Observou o rapaz, que tinha seu veneno nas veias, que era carne da sua carne no momento em que fora transformado, mas que não conseguiu acordar para a imortalidade a tempo.

"Não. Isso NÃO ia acontecer" pensou ela. Com uma força descomunal tentou se lembrar das lições de sua antiga curandeira indígena, a última que passara pelas aldeias mato-grossenses. Seus ensinamentos sobre o uso de babosa e mel, o boldo socado com água do rio Paraguai que curava feridas profundas e até mesmo o uso do urucum para afastar os espíritos do frio e da escuridão, dizia ela que este último era cem mil vezes melhor que qualquer vacina.

Leonor não concordava com todas as receitas daquela mulher, como uma boa entendedora de botânica, mas ela se lembrava de algo, um ritual de ressurreição: Uma última chance de trazer qualquer se humano morto de volta à existência (Obviamente que por um preço). E se lembrando foi refazendo os passos ditos por aquela mulher há muitos séculos anteriores, confiando que de alguma forma, como último caso, em desespero eles funcionassem.

"Primeiro, pegue um fio de cabelo seu, e um do morto" e ela fez isso. "Depois assopre-os e pense no deus da morte e no deus da vida, ambos representam o seu e o cabelo do morto, dançando em uma valsa" e ela fez isso, concentrada, sem se deixar interromper pelo olhar julgador do marido, que ainda não entendia o que ela estava fazendo.
"E então Anhangá surgirá, não desdenhe dele, e mostre respeito".

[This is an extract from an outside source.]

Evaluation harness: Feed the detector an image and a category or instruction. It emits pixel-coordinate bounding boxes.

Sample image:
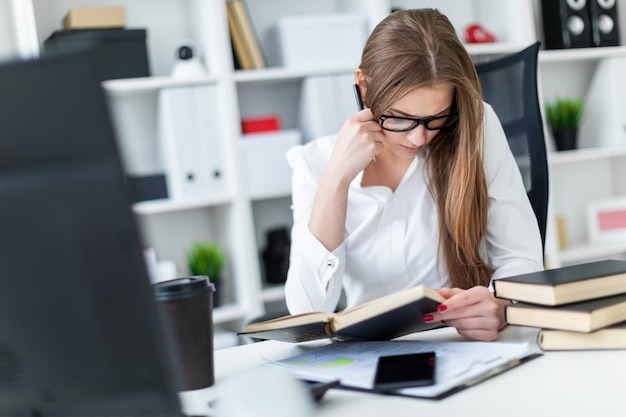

Miguel se assusta com a esposa, que cai no chão olhando para algum ponto específico, ele observa esse ponto, mas não vê nada, ela entretanto, está vendo alguma coisa, está ouvindo algo.

Miguel entende naquele mesmo momento, que a esposa acabou de fazer algum tipo de ritual de invocação, e bufa irritado ao pensar em quantas consequências isso pode trazer.

Leonor o observa, o deus. Ele é alto, ainda mais que seu marido, seus músculos marcam o corpo perfeitamente moreno e nativo, e usa uma grande máscara pertencente à algum animal.